4

I want make value of TEXT field unique in my MySQL table.

After small research I discovered that everybody are discouraging using UNIQUE INDEX on TEXT fields, due to performance issues. What I want to use now is:

1) create another field to contain hash of TEXT value (md5(text_value))

2) make this hash field UNIQUE index

3) use INSERT IGNORE in queries

Is this solution complete, secure and optimal? (found it on SO)

Is there a better way of achiving this goal?

Gury Max
  • 161
  • 2
  • 14
  • 1
    Use `VARCHAR(32)` OR `CHAR(32)` See other topic : http://stackoverflow.com/questions/247304/mysql-what-data-type-to-use-for-hashed-password-field-and-what-length You can make this field UNIQUE and whatever you wan't. – JoDev Mar 08 '13 at 13:24
  • 1
    Seems a good task for a trigger. See http://dev.mysql.com/doc/refman/5.0/en/create-trigger.html – Ghigo Mar 08 '13 at 13:27
  • If you'd do what you suggest above, you'd only do manually what MySQL would do if you created a UNIQUE index employing HASHes. And most probably it wouldn't be as fast. – 0xCAFEBABE Mar 08 '13 at 14:25
  • @0xCAFEBABE Thanks for pointing it out. Do you have any other idea how to solve this? – Gury Max Mar 08 '13 at 14:43
  • Bear in mind that two TEXT fields which differ only by the number of trailing spaces will general unique hashes but a unique index on the TEXT field itself would throw duplicate-key errors. – APC Mar 09 '13 at 20:55
  • @APC I'm not sure I follow. You mean that I shouldn't create this hash field with UNIQUE index? – Gury Max Mar 10 '13 at 11:42
  • What I mean is, these two strings will generate unique hashes: "This is some text." and "This is some text. ". I don't think that fits any reasonable definitive of *unique text*. However, only you know the actual business rules you're trying to enforce, so maybe it will be okay. – APC Mar 10 '13 at 11:47

2 Answers2

3

As I was asked in the comments how I would solve this, I'll write it as a response.

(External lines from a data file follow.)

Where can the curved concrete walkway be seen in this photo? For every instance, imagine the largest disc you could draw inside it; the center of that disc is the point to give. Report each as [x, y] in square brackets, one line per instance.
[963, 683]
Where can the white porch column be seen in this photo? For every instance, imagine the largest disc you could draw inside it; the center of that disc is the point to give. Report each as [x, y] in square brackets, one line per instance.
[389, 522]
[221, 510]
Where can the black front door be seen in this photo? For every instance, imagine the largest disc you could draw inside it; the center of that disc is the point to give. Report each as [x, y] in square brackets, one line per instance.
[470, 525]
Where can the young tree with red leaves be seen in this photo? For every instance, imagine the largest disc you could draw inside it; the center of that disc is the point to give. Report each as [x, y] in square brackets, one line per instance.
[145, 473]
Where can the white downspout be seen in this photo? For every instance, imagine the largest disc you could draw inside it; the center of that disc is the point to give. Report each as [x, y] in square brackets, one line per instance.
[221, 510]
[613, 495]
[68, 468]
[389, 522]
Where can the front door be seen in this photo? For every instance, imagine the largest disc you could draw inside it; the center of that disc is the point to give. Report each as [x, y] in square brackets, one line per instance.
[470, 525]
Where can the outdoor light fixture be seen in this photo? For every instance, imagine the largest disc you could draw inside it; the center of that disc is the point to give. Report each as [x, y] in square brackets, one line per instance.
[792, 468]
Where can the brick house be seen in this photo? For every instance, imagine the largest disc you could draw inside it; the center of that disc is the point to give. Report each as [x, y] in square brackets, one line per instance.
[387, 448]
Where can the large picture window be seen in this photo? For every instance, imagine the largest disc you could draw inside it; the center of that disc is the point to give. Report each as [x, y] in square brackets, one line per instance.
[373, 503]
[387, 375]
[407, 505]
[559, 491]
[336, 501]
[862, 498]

Being in such a situation suggests mistakes in the application design. Consider what that means.

You have a text of which you cannot specify the length in advance, and which can be extremely long (up to 64k), of which you want to keep uniqueness. Imagine such an amount of data split into separate keys, and composing a composite index to generate uniqueness. This is what you're trying to do. For integers, this would be an index of 16000 integers, joined in a composite index.

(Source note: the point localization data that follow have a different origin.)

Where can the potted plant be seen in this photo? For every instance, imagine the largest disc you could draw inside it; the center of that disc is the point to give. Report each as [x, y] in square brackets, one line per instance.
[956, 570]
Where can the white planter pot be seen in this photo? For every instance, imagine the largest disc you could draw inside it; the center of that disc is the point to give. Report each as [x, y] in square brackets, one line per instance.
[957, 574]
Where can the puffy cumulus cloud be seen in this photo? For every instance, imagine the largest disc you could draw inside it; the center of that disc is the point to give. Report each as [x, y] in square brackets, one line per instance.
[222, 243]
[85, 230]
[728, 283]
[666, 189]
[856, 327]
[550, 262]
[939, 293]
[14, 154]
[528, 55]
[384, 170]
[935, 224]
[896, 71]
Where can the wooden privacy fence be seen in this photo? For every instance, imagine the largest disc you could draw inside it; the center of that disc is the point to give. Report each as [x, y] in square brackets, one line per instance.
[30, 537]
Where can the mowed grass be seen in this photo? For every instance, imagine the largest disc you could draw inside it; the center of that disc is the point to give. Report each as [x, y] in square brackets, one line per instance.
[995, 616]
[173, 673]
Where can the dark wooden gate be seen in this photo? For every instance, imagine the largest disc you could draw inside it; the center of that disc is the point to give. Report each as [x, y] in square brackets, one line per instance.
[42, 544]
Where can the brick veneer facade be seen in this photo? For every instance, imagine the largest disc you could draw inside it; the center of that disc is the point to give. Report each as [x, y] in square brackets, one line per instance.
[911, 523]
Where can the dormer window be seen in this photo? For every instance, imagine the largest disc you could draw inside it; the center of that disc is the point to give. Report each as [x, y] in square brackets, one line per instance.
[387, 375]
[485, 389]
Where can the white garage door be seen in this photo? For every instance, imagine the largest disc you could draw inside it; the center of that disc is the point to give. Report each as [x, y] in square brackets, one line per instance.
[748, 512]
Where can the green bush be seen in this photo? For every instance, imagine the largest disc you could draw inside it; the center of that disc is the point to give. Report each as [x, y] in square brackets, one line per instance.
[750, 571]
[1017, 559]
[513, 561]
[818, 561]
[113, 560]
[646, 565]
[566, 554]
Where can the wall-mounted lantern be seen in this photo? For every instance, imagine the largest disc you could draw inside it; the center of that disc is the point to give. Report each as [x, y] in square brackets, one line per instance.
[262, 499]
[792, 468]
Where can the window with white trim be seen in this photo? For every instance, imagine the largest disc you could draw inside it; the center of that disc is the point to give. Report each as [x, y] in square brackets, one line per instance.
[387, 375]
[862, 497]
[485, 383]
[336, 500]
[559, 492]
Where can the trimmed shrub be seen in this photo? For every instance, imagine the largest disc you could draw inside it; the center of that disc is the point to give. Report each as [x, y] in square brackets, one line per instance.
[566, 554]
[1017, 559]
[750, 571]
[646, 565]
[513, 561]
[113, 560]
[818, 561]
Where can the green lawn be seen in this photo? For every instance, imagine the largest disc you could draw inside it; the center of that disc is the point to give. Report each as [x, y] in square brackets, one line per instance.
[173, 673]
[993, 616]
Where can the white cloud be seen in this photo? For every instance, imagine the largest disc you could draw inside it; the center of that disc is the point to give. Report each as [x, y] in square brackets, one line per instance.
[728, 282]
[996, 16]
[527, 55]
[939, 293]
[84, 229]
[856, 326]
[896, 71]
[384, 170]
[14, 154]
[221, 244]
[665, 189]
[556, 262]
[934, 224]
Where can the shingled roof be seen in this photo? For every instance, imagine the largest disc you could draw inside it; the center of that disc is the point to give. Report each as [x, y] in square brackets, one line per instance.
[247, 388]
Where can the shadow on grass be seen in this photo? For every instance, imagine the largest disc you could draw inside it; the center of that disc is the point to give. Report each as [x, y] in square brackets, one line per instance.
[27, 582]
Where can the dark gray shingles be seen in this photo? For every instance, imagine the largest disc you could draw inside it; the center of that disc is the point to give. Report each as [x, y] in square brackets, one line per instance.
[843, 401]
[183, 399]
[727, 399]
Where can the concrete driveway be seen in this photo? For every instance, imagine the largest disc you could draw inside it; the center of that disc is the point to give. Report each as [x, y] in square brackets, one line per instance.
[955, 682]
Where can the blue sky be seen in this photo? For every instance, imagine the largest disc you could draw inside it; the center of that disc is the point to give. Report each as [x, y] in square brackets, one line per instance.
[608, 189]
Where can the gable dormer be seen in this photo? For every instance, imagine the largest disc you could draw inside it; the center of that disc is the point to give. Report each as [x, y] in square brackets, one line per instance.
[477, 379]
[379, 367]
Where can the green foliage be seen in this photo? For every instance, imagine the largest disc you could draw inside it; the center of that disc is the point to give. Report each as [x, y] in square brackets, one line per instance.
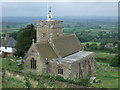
[14, 35]
[27, 82]
[12, 79]
[84, 81]
[115, 61]
[10, 65]
[51, 82]
[24, 39]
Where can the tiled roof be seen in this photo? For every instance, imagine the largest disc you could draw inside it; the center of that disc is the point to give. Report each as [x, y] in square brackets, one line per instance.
[66, 45]
[45, 50]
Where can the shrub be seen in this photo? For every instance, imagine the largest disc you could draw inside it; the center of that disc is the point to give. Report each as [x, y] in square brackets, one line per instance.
[27, 82]
[41, 84]
[115, 61]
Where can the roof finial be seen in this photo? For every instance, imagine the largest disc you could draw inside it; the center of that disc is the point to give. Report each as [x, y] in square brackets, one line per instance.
[49, 15]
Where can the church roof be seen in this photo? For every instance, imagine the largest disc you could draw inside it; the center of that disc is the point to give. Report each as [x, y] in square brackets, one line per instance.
[67, 45]
[74, 57]
[11, 42]
[61, 46]
[45, 50]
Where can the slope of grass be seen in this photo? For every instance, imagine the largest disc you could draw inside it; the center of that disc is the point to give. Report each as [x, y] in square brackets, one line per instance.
[11, 82]
[84, 43]
[10, 65]
[109, 79]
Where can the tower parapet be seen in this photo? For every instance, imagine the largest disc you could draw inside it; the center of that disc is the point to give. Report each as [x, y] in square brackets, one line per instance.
[47, 29]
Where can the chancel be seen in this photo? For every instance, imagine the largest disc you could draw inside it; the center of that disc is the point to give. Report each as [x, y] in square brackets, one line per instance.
[58, 54]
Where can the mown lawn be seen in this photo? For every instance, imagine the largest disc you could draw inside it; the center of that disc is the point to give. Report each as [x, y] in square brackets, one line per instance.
[11, 82]
[84, 43]
[109, 78]
[10, 65]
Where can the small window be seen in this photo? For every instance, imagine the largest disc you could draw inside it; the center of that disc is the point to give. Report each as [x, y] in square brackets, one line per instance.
[60, 71]
[33, 63]
[44, 34]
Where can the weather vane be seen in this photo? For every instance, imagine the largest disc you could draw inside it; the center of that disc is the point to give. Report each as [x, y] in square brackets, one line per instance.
[49, 15]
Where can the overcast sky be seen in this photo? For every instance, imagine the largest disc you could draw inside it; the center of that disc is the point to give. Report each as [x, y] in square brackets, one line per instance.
[60, 8]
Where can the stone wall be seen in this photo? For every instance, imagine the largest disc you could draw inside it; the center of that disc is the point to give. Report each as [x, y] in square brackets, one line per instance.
[48, 29]
[40, 64]
[84, 67]
[55, 65]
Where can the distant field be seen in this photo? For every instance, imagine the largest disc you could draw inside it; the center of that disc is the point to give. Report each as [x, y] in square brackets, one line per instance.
[109, 79]
[98, 43]
[99, 54]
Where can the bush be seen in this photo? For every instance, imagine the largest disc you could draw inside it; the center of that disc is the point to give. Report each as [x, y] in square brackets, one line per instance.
[115, 62]
[27, 82]
[84, 81]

Consider further that CHARACTER type fields (CHAR, VARCHAR, TEXT) underly interpretation by encoding, which further complicates the issue.

I'd highly recommend splitting the data up somehow. This not only frees the DBMS from incorporating variable length character blocks, but also might give some possibility of generating composite keys over parts of the data. Maybe you could even find a better storage solution for your data.

If you have questions, I'd suggest posting the table and/or database structure and explaining what logical data the TEXT field contains, and why you think it would need to be unique.

0xCAFEBABE
  • 5,576
  • 5
  • 34
  • 59
2

It’s almost complete. There is a chance (Birthday Paradox) that there will be a collision with a hash so a UNIQUE index alone isn’t enough.

You’re better using a hash along with a comparison check to be completely safe.

SELECT COUNT(*) FROM table
WHERE md5hash = MD5(text)
AND textvalue = text

This could be wrapped into an INSERT or UPDATE TRIGGER – or maybe even a STORED PROCEDUR for easy checking.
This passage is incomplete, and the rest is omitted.